23 Ekim 2013 Çarşamba

Sahafçıdaki Hazine

    Bir hafta kadar önce, yani bayramın hemen öncesinde, Kadıköy'ün güzeli Moda-Bahariye bölgesinde bir yere gittim.Orada bir sahafçı var, gerçi orada neredeyse her köşede bir sahafçı ve içinde gizli kalmış hazineler bulabilirsiniz, de ben bu sahafçıyı seçtim.

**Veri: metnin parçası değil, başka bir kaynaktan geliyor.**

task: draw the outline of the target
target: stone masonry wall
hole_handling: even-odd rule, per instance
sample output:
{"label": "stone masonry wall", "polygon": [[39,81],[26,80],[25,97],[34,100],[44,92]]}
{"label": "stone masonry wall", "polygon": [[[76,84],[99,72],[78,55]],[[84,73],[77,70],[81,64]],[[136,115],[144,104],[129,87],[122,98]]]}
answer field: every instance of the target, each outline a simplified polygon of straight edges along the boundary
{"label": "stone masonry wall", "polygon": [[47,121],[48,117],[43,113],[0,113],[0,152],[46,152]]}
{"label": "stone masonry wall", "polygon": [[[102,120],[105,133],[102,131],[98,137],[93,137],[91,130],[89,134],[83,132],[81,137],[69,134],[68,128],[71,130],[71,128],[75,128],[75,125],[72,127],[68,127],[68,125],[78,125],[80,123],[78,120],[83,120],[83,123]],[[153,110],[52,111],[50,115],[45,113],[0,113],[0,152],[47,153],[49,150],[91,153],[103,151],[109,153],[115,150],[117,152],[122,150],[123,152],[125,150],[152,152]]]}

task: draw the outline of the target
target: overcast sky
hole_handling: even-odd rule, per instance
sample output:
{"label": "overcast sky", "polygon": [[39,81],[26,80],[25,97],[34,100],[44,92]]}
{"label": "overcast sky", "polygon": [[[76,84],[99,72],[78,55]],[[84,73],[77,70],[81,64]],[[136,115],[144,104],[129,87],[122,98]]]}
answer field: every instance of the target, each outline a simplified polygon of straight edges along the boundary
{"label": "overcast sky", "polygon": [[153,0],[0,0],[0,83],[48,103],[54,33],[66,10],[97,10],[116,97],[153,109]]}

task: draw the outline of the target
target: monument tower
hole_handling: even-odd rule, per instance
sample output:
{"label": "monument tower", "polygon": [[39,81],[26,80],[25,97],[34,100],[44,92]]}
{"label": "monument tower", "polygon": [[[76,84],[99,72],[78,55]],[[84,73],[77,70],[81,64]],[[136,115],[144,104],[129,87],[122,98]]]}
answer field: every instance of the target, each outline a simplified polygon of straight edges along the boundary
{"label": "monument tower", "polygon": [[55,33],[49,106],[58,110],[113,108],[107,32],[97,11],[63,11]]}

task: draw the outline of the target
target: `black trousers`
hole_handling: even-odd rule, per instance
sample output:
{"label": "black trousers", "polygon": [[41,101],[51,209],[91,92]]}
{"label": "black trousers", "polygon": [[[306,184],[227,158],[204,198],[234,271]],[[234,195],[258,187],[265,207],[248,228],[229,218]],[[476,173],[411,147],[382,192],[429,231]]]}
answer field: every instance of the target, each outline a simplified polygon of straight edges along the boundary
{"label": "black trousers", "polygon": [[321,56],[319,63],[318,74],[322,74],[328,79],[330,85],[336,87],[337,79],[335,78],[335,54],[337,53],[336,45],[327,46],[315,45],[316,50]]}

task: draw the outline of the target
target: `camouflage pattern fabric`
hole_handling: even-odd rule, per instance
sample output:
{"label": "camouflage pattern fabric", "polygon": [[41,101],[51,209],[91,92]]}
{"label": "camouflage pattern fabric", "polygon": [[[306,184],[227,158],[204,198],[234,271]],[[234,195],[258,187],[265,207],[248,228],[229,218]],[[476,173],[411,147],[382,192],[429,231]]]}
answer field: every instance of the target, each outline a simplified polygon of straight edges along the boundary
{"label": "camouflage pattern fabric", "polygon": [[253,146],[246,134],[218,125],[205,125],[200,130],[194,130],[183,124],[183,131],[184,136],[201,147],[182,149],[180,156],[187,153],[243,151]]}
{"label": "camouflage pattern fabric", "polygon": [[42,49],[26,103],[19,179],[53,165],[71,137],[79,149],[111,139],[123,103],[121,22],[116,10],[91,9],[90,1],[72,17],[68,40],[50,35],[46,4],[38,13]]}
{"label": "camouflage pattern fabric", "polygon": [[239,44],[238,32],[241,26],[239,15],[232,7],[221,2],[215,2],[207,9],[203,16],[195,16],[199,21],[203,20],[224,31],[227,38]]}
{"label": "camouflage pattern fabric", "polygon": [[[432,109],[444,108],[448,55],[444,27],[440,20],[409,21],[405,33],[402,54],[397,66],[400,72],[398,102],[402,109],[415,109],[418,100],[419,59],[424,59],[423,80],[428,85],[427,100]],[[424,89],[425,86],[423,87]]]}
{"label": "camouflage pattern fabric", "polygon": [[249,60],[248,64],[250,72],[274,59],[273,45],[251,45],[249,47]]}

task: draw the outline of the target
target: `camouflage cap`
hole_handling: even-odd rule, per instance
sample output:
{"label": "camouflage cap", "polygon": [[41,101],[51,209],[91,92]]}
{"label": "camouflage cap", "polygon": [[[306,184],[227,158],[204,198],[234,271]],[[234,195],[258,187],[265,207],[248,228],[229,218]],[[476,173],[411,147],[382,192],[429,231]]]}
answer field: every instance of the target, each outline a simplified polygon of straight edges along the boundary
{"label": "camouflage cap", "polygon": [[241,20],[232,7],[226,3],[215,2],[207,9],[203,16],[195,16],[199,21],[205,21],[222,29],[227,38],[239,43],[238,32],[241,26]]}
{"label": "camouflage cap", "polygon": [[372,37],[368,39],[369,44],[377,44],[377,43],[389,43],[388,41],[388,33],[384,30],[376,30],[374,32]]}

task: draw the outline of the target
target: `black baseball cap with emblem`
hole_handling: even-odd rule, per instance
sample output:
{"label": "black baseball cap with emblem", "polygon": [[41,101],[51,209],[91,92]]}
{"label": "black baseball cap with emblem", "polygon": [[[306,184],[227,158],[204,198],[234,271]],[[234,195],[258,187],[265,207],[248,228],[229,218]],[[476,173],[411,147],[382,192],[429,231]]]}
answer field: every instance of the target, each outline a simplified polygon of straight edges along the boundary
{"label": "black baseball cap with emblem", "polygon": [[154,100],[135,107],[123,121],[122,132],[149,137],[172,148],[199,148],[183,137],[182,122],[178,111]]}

    İçerdeki amca, kitaplar ve dergiler ile içiçe, onların satırlarının doladığı hikayeler, öyküler, fanteziler ve anıların arasında, bıkmadan ve usanmadan onları yeniden seslendiren, yeniden okuyan bu henüz genç görünen amca ile öyle eğlenceli bir diyaloğum oldu ki, artık oraya, her daim uğramam gerekir.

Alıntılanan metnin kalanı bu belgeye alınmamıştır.